ARTICLE 5. PROTECTION OF SOURCES OF INFORMATION

1. The persons implementing media activity and the journalists shall not be obliged to disclose their sources of information, with the exception of the cases set forth in the 2nd part of this Article.

2. The implementer of media activity or a journalist can be obliged to disclose the source of information by the court decision, in the course of a criminal proceeding with the aim of revealing heavy or most heavy crimes, if societal interest in law enforcement overweighs the societal interest in protecting the sources of information, and all other means to protect public interest are exhausted. In such cases, at the petition of the journalist, the court proceedings can be held in camera.

Everything is clear and simple. Only the court, Mr. Investigator, do you understand, can ask for a source to be revealed. And not just like that either; one has to prove to the court first that the aim is to revel a “heavy or most heavy crime,” and second, that “societal interest in law enforcement overweighs the societal interest in protecting the sources of information, and all other means to protect public interest are exhausted.”

If the investigator, without a court ruling, demands this, then that is an UNLAWFUL request. And an UNLAWFUL activity is a violation…

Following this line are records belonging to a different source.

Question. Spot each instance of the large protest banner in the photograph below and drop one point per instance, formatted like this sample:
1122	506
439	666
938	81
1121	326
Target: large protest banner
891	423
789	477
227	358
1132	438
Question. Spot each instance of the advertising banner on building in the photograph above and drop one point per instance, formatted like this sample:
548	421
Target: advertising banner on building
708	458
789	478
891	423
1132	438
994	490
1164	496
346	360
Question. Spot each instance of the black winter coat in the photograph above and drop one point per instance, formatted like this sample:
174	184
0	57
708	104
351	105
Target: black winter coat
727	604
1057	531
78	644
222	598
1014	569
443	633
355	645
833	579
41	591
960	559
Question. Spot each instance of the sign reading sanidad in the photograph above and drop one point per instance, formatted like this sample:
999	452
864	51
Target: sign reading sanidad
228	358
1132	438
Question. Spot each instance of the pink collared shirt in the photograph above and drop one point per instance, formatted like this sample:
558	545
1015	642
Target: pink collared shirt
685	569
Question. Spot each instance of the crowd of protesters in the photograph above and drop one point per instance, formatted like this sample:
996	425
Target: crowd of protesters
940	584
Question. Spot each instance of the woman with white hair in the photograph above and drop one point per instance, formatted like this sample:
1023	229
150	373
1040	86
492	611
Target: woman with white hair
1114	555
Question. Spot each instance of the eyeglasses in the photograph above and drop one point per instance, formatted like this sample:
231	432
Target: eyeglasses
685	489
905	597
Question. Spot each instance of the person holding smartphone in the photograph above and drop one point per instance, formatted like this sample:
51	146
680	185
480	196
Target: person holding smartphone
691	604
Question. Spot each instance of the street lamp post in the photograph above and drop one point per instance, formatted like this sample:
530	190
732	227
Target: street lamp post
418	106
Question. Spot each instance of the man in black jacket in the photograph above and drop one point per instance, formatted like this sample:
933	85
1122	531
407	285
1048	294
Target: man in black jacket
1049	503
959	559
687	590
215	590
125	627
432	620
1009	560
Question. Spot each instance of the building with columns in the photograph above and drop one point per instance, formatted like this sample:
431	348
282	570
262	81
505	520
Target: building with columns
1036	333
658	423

By the way, if the investigator doesn’t know this basic thing, at least he should’ve known the Mar. 17, 2010 addendum to Article 16 of the RA Criminal Code [AM]: “If a court ruling obliges a journalist or one carrying out journalist activities to reveal the source of his information, then based on a motion by the journalist or the person carrying out journalist activities, the court examination is held in camera.”

That is, the Criminal Procedure Code also stipulates that revealing a source can be demanded only by the court. Otherwise, this addendum wouldn’t have been made. 

As for the investigator’s other insistence, that an investigation secret was published, well here too everything is clear: first, the news outlet was not obliged to know that the information it received was secret (actually, it’s clear from Aravot‘s report that it’s not an investigation secret at all, since attorney Ruben Sahakyan says that the results of the inspection are not yet clear). Second, when any confidential information is published, the responsibility lies with the bearer of the information and not the news outlet…

And in this entire story, the most distressing thing is that supervising the investigation is RA Military Prosecutor Gevorg Kostanyan, who is also the Armenian government’s representative to the European Court of Human Rights (ECHR), and recently was appointed a member of the expert committee of constitutional reforms, an adjunct to the Office of the President of the Republic of Armenia.

Doesn’t someone who has represented Armenia’s interests for several years at the ECHR know these basic provisions on the right of journalists not to reveal their source? If so, then why doesn’t he do something to stop the investigator’s unlawful request? Doesn’t Kostanyan, who is very well aware of European rights, know that even if their desired decision is reached by all three levels of Armenia’s court system, they will surely lose in the European Court of Human Rights?

Mesrop Harutyunyan

The views expressed in the column are those of the author's and do not necessarily reflect the views of Media.am.